I ask Pete to describe his character…
“I think the single-minded obsessiveness I had was almost pathological, but it achieved a result. My character?! Thoughtful, opinionated, social butterfly, almost always cheerful... I guess I have become more self-confident over the years and I am now happy to take a back seat, to my wife’s photography particularly.”
It’s hard not to be envious of his great adventures in the Polynesian sunshine. Paradise, surely?
“It can be utterly sublime. I think of Robinson’s Cove (island of Moorea, French Polynesia) in the evenings, completely still, with the dropped flowers of Hibiscus tileaceus dotting the surface. It was as beautiful and as peaceful as anywhere I have been.
“And the freedom to slip over the side in clear water to go snorkelling, when the water is 28C. And the feeling of self-reliance you get when you have the tools on board to fix anything likely to go wrong, and the medicines to treat yourself when you are sick. And the ability to catch rain water and to catch fish if you need some protein.
“It’s a good feeling.”
n The ebook Polynesia: An Ocean Realm can be bought via www.peteatkinson.com
More of Pete’s pictures can be seen at www.eadt.co.uk/ea-life
Pete in the Pacific
Eila’s yoyages were, basically, around the islands north-east of New Zealand, stretching up to Hawaii. Places Pete visited included French Polynesia, the Cook Islands, Kiribati, Tonga and – his favourite – Beveridge Reef.
There’s no land but it has some of the things he loves: very clear water and many, many sharks!
‘On day seven I proposed to her on the phone, having never met... She accepted’

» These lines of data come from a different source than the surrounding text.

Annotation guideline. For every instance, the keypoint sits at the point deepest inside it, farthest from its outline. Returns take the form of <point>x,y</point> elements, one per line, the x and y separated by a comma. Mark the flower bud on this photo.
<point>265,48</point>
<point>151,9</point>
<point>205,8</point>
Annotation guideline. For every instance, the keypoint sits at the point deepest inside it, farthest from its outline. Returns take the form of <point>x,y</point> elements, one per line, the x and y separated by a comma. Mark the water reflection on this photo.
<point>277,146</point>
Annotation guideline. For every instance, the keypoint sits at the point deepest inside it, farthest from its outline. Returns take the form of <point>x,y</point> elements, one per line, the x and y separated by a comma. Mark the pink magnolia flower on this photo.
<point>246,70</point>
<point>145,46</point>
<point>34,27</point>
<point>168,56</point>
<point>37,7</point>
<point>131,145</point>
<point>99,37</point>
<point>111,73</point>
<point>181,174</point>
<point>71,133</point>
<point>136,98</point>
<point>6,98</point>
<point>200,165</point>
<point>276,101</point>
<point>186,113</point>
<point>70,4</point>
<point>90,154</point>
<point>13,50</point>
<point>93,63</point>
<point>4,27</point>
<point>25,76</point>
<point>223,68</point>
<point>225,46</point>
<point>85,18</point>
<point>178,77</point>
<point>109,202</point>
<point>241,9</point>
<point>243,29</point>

So how did Pete’s bachelor days come to an end?
“In 2006 I received an email asking about underwater photography, signed Darin Limsuansub. I suggested we meet for a coffee if he/she was in Cairns, and then Googled this person’s name. The only Darin I could find was a Swedish man!
“The next day she casually mentioned that she was 24, Thai and female and had just learned to dive in Cairns. Her instructor was a friend of mine and he suggested she contact me.

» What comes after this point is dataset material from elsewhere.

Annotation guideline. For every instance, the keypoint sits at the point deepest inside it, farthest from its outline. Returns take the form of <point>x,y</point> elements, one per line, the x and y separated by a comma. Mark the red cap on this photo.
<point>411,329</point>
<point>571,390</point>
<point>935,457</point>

“I was 48, never married, always looking for a cute girl who could model underwater who had an interest in photography. She was in Sydney, 2,500km away!
“By day three we were on video chat and on day seven I proposed to her on the phone, having never met... She accepted and we were married in Cairns three months later.”
The couple later moved to Phuket, Thailand.
“Since we arrived she has created a phenomenal wedding photography business and is one of the best photographers I have ever met. Far, far better than me!”